You know how it is when you get involved in a great conversation—the stories just keep flowing easily, playing off one another, teaching you a little bit more about the person you are talking with and revealing a little bit about who you are and what you think and feel. It’s one of the best feelings out there when you are really able to communicate with someone and share with other people, and that’s true no matter your age.
But storytelling has value beyond being fun and feeling good. It can have a major impact on seniors with conditions like dementia that affect memory, from the physical to the emotional. Part of why storytelling feels so good is because it’s so mentally stimulating. You’re simultaneously listening, formulating a response, finding the right words, emotionally reacting, paying attention to the other person’s facial and body language cues, and are also awash in emotions like happiness, laughter, concern, and more. That can be especially valuable for those who are going through the cognitive changes associated with diseases like Alzheimer’s.
Anyone with a loved one with a memory condition knows that confusion, memory loss, and frustration can accompany dementia, and that in turn can lead to personality changes, social withdrawal, and even anxiety and depression. Storytelling is a way to combat all these aspects of dementia at once, by providing a socially stimulating, low-stress method of conversation, that also boasts major cognitive benefits.
Instead of relying on memories that might not be readily available for conversation, which many of us are used to doing without thinking about it, storytelling provides opportunities to share through imagination and the hypothetical. It also lets seniors try on different roles in a safe way, without always being held to one that might not be so easy to connect to or fulfill if struggling with dementia.
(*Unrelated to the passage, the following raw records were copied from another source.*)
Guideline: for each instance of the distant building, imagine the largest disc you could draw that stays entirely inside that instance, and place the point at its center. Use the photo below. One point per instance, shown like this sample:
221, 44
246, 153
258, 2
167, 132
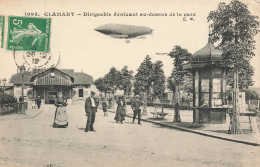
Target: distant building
75, 86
Storytelling can take different forms. Look to all kinds of arts, and follow your loved one’s lead. You might be surprised to see a withdrawn senior slowly take to very social forms of expression like comedy or dance, or to see someone who was having trouble with verbal communication find an affinity for spoken storytelling based on visual prompts. Studies show that, whatever the form of storytelling you choose, the process of making associations with past situations can help connect seniors to their history, even if the memories aren’t concrete. For example, a woman with Alzheimer’s who is having trouble putting names to faces, might remember the feelings and routines associated with motherhood, and might talk about her experiences as a mother, if shown a photograph that invokes that bond.
This type of memory therapy is not only good for seniors, it’s also great for caregivers, who can discover anew that their loved one still has rich experiences to share, though they might take a different form or a more roundabout path to the surface. Studies show storytelling can have a positive effect on the quality of care offered by not only retirement community professionals but families, too. When we share and communicate with one another, everyone wins!